[R] R_closest date

Thu Sep 6 23:32:01 CEST 2012

Hi Weija,

You can also try this instead of the loop solution in my previous reply.

dat1<-read.table(text="
ID         PT_ID  BASE     IDX_DT   OBS_DATE OBS_VALUE CATEGORY DAYS_DIFF   LDL_BASE  rf
118485 9624295 164.2 2006-11-21 2009-02-17     157.6        2  819  2006-11-20 2.5
118486 9624295 164.2 2006-11-21 2006-09-30     208.0        2  -52  2006-11-20 2.5
118487 9624295 164.2 2006-11-21 2008-04-09     123.8        2  505  2006-11-20 2.5
118488 9624295 164.2 2006-11-21 2008-02-26      17.4        1  462  2006-11-20 2.5
118489 9624295 164.2 2006-11-21 2008-02-26     139.0        2  462  2006-11-20 2.5
118490 9624295 164.2 2006-11-21 2007-07-02     107.2        2  223  2006-11-25 2.5
118491 9624295 164.2 2006-11-21 2007-02-27      86.0        1   98  2006-11-25 2.5
118492 9624295 164.2 2006-11-21 2008-09-09     131.2        2  658  2006-11-25 2.5
118485 9624296 164.2 2006-11-21 2009-02-17     157.6        2  819  2006-11-26 2.5
118486 9624296 164.2 2006-11-21 2006-09-30     208.0        2  -52  2006-11-26 2.5
118487 9624296 164.2 2006-11-21 2008-04-09     123.8        2  505  2006-11-26 2.5
118488 9624296 164.2 2006-11-21 2008-02-26      17.4        1  462  2006-11-27 2.5
118489 9624296 164.2 2006-11-21 2008-02-26     139.0        2  462  2006-11-27 2.5
118490 9624296 164.2 2006-11-21 2007-07-02     107.2        2  223  2006-11-27 2.5
118491 9624296 164.2 2006-11-21 2007-02-27      86.0        1   98  2006-11-27 2.5
118492 9624296 164.2 2006-11-21 2008-09-09     131.2        2  658  2006-11-27 2.5
 ",sep="",header=TRUE)

dat2<-split(dat1,list(dat1$LDL_BASE,dat1$PT_ID))
dat3<-data.frame(do.call(rbind,lapply(dat2,`[`,c(6,8))))
dat4<-data.frame(LDL_Date.PTID=row.names(dat3),dat3)
row.names(dat4)<-1:nrow(dat4)
dat4$LDL_Date.PTID<-gsub("(.*..*)\\.\\d+","\\1",dat4$LDL_Date.PTID)
aggregate(dat4$OBS_VALUE,list(dat4$DAYS_DIFF,dat4$LDL_Date.PTID),mean)
Group.1            Group.2     x
#1      -52 2006-11-20.9624295 208.0
#2      462 2006-11-20.9624295  78.2
#3      505 2006-11-20.9624295 123.8
#4      819 2006-11-20.9624295 157.6
#5       98 2006-11-25.9624295  86.0
#6      223 2006-11-25.9624295 107.2
#7      658 2006-11-25.9624295 131.2
#8      -52 2006-11-26.9624296 208.0
#9      505 2006-11-26.9624296 123.8
#10     819 2006-11-26.9624296 157.6
#11      98 2006-11-27.9624296  86.0
#12     223 2006-11-27.9624296 107.2
#13     462 2006-11-27.9624296  78.2
#14     658 2006-11-27.9624296 131.2
A.K.

________________________________
From: Weijia Wang <wwang.nyu at gmail.com>
To: arun <smartpink111 at yahoo.com> 
Sent: Thursday, September 6, 2012 12:21 PM
Subject: Re: [R] R_closest date

Hi, Arun

Do you have idea about good package that split HUGE dataframe by two variables?

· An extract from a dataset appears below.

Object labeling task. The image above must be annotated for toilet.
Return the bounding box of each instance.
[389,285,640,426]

I was trying to use 'ddply' to calculate a mean of LDL-C values which had same date for every patient. 

Therefore, I need to break down my dataframe, first by patient ID, then by the date of the LDL-C, and finally calculate the mean, if there are multiple LDL-C on a same day.

The example is:

         PT_ID  BASE     IDX_DT   OBS_DATE OBS_VALUE CATEGORY DAYS_DIFF   LDL_BASE  rf
118485 9624295 164.2 2006-11-21 2009-02-17     157.6        2  819 days 2006-11-20 2.5
118486 9624295 164.2 2006-11-21 2006-09-30     208.0        2  -52 days 2006-11-20 2.5
118487 9624295 164.2 2006-11-21 2008-04-09     123.8        2  505 days 2006-11-20 2.5
118488 9624295 164.2 2006-11-21 2008-02-26      17.4        1  462 days 2006-11-20 2.5
118489 9624295 164.2 2006-11-21 2008-02-26     139.0        2  462 days 2006-11-20 2.5
118490 9624295 164.2 2006-11-21 2007-07-02     107.2        2  223 days 2006-11-20 2.5
118491 9624295 164.2 2006-11-21 2007-02-27      86.0        1   98 days 2006-11-20 2.5
118492 9624295 164.2 2006-11-21 2008-09-09     131.2        2  658 days 2006-11-20 2.5
         REDUCTION            GOAL  FAILURE
118485  0.04019488     NOT AT GOAL     FAIL
118486 -0.26674787 PRE NOT AT GOAL NOT FAIL
118487  0.24604141         AT GOAL NOT FAIL
118488  0.89403167         AT GOAL NOT FAIL
118489  0.15347138     NOT AT GOAL     FAIL
118490  0.34713764         AT GOAL NOT FAIL
118491  0.47624848         AT GOAL NOT FAIL
118492  0.20097442     NOT AT GOAL NOT FAIL

So, this patient has two LDL-C readings on '462 days', therefore, I want to get a mean of these 17.4 and 139.0.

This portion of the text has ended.